Arakan'da nehrin bir yanı zulüm bir yanı ölüm

Arakan'da nehrin bir yanı zulüm bir yanı ölüm

Budist katliamından kaçan Arakanlı Müslümanlar, Bangladeş sınırında canını kurtarmak için nehri aşan Müslümanları polis tek tek yakalayıp Burma polisine teslim ediyor, ölüme gönderiliyor

Murat Palavar'ın haberi;

Burma'da soykırıma uğrayan Arakanlı Müslümanların, Budist katliamından kaçarken bir yanı ölüm, diğer yanı zulüm olan Nas nehrinin ortasında kaldı. Arakanlı Müslütmanlar, canlarını kurtarmak için çocuk, yaşlı, kadın demeden komşu ülke Bangladeş'e sığınmak için yollara düştü. Arakanlı Müslümanlar hayata tutunmak için Burma ve Bangladeş sınırındaki Nas nehrini gece vakti yüzerek ya da kayıklarla geçmeye başladı. Burma askerlerinden kaçan Müslümanlar, nehrin karşısında büyük bir hayal kırıklığı yaşadı. Çünkü komşu ülke Bangladeş, katliamdan kaçan Arakanlı Müslümanlara kapılarını kapattı. Bangladeş Başbakanı Sehikh Hasina 'Komşu Myanmarlı mültecileri istemiyoruz' dedi. Ardından Bangladeş askerleri nehri aşan Arakanlı Müslümanları yakalayarak ölümün kucağına geri gönderdi.
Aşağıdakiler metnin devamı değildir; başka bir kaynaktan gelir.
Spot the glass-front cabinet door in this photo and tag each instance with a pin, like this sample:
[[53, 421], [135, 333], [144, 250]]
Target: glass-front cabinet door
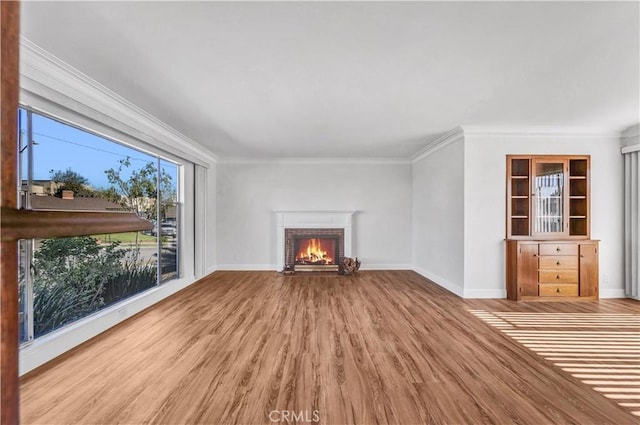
[[548, 197]]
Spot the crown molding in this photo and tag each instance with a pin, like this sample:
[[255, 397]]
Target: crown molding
[[541, 131], [313, 161], [44, 75], [437, 144]]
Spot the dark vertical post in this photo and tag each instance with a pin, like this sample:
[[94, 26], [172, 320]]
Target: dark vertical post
[[9, 86]]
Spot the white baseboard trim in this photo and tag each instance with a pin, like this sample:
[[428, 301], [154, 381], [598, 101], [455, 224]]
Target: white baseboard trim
[[386, 267], [50, 346], [440, 281], [247, 267], [612, 293], [269, 267], [485, 293]]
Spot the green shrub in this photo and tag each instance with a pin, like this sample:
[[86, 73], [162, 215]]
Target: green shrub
[[74, 277]]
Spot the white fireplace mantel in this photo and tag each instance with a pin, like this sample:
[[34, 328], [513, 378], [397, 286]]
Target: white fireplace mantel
[[312, 220]]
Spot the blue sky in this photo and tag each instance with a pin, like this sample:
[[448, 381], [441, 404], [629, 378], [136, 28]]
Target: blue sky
[[59, 146]]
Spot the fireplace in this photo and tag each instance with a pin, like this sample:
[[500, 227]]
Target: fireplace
[[314, 249], [331, 231]]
YAKALAYIP ÖLÜME GÖNDERİYORLAR

Bangladeş askerleri, Arakanlı Müslümanların yoğun hayatta kalmak için dar bölgelerini kullanarak sınırı aştıkları Nas nehri kıyısını kuşattı. Burma polisi ise Arakanlı Müslümanlara geçit vermiyor. Burma devletine ait sınır karakolu da bu alanda yer alıyor. Birleşmiş Milletler'in (BM) dahi giremediği bölgede adeta can pazarı yaşanıyor. Arakan'da kapana kısılan Müslümanlar her şeye rağmen ölümü göze alıp nehir yolculuğuna çıkıyor. Bu kuşatmayı aşıp sınırı gece yarısı geçmeyi başaran yüzlerce Müslüman ise Bangladeş askerleri tarafından yakalanarak Burma polisine teslim ediliyor.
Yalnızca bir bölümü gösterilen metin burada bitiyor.